[WIP] Auto infer schema (including fields shape) from the first row by WeichenXu123 · Pull Request #512 · uber/petastorm

WeichenXu123 · 2020-03-23T05:37:59Z

What issues does the PR addresses ?

There're 2 issues in make_batch_reader, one is critical and another is less critical but a pain point.

(Critical) Inferring schema in `make_batch_reader` cannot infer fields' shape information

Because there's no shape information, when make tensorflow dataset from the reader, if we make some tensorflow dataset operations, such as unroll, batch, and reshape field, error may occur.
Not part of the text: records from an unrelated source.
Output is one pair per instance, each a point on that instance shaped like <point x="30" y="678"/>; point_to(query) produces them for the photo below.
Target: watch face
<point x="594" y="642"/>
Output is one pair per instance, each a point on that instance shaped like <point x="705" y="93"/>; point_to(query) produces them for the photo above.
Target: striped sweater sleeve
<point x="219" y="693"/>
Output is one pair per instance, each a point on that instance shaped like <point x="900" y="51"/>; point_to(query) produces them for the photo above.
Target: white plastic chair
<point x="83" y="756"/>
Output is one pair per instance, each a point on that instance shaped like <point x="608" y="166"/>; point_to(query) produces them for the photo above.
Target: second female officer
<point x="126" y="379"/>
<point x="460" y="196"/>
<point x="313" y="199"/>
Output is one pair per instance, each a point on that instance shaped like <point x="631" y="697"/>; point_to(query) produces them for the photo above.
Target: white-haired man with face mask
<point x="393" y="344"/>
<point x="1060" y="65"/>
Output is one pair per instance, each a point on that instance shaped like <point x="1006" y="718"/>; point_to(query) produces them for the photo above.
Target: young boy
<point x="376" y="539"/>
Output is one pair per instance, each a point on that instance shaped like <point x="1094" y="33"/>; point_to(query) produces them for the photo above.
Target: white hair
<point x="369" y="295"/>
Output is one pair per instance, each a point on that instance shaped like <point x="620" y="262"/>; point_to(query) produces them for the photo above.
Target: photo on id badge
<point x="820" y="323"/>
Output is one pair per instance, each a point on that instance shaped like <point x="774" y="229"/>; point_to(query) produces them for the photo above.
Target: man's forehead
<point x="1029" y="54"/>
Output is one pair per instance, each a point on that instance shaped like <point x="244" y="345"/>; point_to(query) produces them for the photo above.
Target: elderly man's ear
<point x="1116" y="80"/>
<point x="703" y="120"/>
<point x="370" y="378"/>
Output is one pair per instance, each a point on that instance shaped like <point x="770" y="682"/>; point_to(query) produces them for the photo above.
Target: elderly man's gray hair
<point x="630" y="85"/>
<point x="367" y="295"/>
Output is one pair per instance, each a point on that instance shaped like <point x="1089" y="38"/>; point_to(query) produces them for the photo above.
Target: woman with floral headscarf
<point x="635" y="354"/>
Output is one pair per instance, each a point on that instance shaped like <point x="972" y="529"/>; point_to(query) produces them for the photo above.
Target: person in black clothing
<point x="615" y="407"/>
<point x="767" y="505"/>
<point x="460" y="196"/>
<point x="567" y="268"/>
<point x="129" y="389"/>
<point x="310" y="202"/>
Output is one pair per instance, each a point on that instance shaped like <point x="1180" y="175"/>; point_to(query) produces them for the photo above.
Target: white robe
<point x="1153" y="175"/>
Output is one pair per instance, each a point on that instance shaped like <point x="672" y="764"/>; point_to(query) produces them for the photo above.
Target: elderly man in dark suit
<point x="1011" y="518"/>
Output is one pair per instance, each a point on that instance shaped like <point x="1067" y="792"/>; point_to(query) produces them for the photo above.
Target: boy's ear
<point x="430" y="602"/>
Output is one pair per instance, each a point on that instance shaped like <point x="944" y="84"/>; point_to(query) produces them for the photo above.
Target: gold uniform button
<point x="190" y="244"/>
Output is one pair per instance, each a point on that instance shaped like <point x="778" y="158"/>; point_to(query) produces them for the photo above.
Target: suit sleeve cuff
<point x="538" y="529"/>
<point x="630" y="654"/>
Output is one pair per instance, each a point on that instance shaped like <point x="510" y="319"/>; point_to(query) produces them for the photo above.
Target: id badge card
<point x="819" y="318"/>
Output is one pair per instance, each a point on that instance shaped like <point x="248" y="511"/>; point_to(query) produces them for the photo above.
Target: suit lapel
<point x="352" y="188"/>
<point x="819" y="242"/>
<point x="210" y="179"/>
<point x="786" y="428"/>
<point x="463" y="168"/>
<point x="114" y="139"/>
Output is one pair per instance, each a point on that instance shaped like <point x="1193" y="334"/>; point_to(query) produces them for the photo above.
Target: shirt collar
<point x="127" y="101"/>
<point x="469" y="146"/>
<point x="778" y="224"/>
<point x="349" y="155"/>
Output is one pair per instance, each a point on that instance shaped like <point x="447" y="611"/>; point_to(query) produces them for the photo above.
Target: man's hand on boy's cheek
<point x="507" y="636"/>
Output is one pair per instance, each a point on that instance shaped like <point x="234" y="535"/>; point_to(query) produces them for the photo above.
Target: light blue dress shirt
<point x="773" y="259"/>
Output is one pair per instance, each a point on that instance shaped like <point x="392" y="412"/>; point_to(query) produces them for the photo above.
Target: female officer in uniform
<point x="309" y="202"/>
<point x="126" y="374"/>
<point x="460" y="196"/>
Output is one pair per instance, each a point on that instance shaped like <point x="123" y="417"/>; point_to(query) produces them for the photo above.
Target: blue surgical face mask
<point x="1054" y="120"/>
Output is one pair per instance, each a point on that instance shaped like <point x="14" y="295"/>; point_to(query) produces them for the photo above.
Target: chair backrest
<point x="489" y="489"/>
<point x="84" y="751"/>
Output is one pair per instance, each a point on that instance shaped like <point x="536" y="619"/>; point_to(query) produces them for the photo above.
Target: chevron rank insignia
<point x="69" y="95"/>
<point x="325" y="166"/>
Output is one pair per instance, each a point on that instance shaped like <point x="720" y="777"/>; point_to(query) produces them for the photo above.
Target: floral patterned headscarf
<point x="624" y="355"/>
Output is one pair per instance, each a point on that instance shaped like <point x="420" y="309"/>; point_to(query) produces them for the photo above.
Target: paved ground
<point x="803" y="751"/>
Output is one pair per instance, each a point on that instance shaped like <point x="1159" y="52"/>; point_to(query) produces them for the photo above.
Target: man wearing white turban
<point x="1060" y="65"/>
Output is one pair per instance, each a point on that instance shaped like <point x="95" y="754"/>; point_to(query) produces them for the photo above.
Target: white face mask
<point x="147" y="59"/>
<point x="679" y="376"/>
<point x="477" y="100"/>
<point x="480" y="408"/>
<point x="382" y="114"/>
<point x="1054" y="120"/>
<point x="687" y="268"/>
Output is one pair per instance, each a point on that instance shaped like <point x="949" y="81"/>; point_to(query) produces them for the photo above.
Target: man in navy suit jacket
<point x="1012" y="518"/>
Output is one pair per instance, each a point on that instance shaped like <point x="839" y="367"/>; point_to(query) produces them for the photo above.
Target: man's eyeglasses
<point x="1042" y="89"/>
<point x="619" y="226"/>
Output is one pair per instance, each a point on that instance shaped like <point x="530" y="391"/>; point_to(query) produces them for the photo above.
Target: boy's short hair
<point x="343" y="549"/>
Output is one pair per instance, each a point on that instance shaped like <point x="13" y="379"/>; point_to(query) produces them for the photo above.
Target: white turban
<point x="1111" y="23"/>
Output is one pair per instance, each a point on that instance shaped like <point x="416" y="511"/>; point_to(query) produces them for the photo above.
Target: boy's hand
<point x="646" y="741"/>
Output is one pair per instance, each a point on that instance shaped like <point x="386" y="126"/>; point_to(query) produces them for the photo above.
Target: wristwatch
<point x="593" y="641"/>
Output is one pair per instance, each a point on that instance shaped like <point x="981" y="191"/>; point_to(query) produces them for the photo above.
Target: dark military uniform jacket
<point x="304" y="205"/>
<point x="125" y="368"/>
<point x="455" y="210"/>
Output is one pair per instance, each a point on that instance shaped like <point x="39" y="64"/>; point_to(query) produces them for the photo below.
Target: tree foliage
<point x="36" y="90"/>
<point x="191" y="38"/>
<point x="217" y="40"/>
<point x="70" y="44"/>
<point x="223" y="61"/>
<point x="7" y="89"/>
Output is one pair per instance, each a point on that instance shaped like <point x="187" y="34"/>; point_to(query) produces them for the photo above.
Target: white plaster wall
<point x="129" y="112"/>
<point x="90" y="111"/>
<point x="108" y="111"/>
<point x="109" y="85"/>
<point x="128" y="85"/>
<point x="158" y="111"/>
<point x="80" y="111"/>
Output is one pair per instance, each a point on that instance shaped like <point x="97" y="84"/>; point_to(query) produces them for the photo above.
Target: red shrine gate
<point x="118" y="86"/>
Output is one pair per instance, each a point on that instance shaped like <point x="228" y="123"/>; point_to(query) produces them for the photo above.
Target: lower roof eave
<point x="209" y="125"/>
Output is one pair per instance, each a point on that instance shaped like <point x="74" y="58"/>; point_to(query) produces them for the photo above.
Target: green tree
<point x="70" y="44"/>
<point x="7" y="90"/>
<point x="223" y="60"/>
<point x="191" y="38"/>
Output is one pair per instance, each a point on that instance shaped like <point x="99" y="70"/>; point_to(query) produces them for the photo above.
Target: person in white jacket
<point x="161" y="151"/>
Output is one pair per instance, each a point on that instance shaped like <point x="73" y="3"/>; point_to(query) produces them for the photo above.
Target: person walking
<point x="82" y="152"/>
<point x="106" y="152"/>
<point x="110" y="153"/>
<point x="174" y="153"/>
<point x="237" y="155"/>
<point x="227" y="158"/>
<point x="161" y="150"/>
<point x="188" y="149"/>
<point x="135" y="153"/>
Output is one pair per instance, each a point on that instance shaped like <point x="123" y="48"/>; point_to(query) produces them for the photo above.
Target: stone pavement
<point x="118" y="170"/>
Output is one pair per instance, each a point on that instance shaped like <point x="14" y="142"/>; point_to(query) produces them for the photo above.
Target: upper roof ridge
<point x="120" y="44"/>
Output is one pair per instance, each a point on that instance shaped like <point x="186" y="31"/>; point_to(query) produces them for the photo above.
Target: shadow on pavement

Tensorflow graph operator depends on field shape information heavily.

(Pain point) The `TransformSpec` need to specify edit/removed fields manually

We hope user can only provide a transform function, and petastorm can automatically infer the result schema from the output pandas dataframe of the transform function.

The approach in the PR

Add a method ArrowReaderWorker. infer_schema_from_first_row which can read a row first and infer the schema from the row. So that we can infer the accurate shape information.
Add a param infer_schema_from_first_row into make_batch_reader (default off, so won't break API behavior)

Limitations:

for all rows (before applying predicates), require all values in each field non-nullable and having the same shape.

Test

Unit test to be added. But it is ready for first review.

Example code

import os
import pandas as pd
import sys
import numpy as np
from pyspark.sql.functions import pandas_udf
import tensorflow as tf

from petastorm import make_batch_reader
from petastorm.transform import TransformSpec
from petastorm.spark import make_spark_converter
spark.conf.set('petastorm.spark.converter.parentCacheDirUrl', 'file:/tmp/converter')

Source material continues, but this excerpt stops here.